ナカニシ02.jpgCASE革命とは、つながる化、知能化、電動化の3大技術革新に端を発し始まった自動車産業のデジタル革命である。しかし現在は技術的見地に加え、地政学的な変化とアフターコロナの新常態がもたらす複合的なデジタル革命に変容してきた。その中でCASEのCとE領域が想像を超えた急加速を始めた。一つは脱炭素化(=電動化)への流れであり、もう一つはモビリティのデジタル化という2大構造変化である。

■環境政策=ビジネスとローカリズム

カーボンニュートラルの実現はもはや地球レベルでの不可逆的なトレンドだ。カーボンニュートラルを実現するにあたり、気候変動政策と産業構造の転換を両立させることが成功のカギを握る。コロナ危機からの経済復興を目指す欧州連合の地域経済戦略が起爆剤となり、エネルギーの国家戦略と産業成長戦略が結合しているのだ。

この代表例が、「欧州グリーンディール」である。厳しく地球温暖化ガス(GHG)の排出量を規制し、ライフサイクルアセスメント(LCA、クルマのライフサイクルの各段階原料調達・製造・使用・リサイクル・廃棄における環境影響を定量的に評価する手法)の評価を導入して、脱炭素を目指す国家や企業が国際的なコスト競争力を得るという枠組みを構築しようとする。すなわち、炭素税を軸に環境と経済の両立を目指す。

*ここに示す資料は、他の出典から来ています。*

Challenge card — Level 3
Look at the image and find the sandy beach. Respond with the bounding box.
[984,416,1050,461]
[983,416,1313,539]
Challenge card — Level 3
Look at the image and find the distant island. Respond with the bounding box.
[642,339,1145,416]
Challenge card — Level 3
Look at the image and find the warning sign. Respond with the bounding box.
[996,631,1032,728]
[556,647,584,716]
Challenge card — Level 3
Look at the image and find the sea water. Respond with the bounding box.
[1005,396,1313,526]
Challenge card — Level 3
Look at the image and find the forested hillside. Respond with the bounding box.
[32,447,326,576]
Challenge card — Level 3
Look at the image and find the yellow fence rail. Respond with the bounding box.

一方米国では、バイデン新政権下において、カーボンニュートラルを宣言し、同時に巨額財政予算を基にした補助金政策で気候変動政策と自国産業と雇用を強化する方針が鮮やかとなった。いずれの大国も、自国/地域の産業育成を優先するというローカリズムの塊ではないだろうか。

■新しい自動車産業の競争軸と新六重苦

次世代自動車に向けて、自動車産業の競争軸は3つの大きな軸が生まれてきた。第1に、ものづくりの力から脱炭素の実現力。第2に、内燃機関(ICE)の「燃費性能」から、電気自動車(BEV)の「電費性能」(1kWhの電気で走行できる距離)だ。最後に、評価基軸がCAFE規制(テールパイプからのGHG排出量)からLCA規制(スコープ3まで含めたGHG総排出量)に変わり、ここへの対応力が問われる。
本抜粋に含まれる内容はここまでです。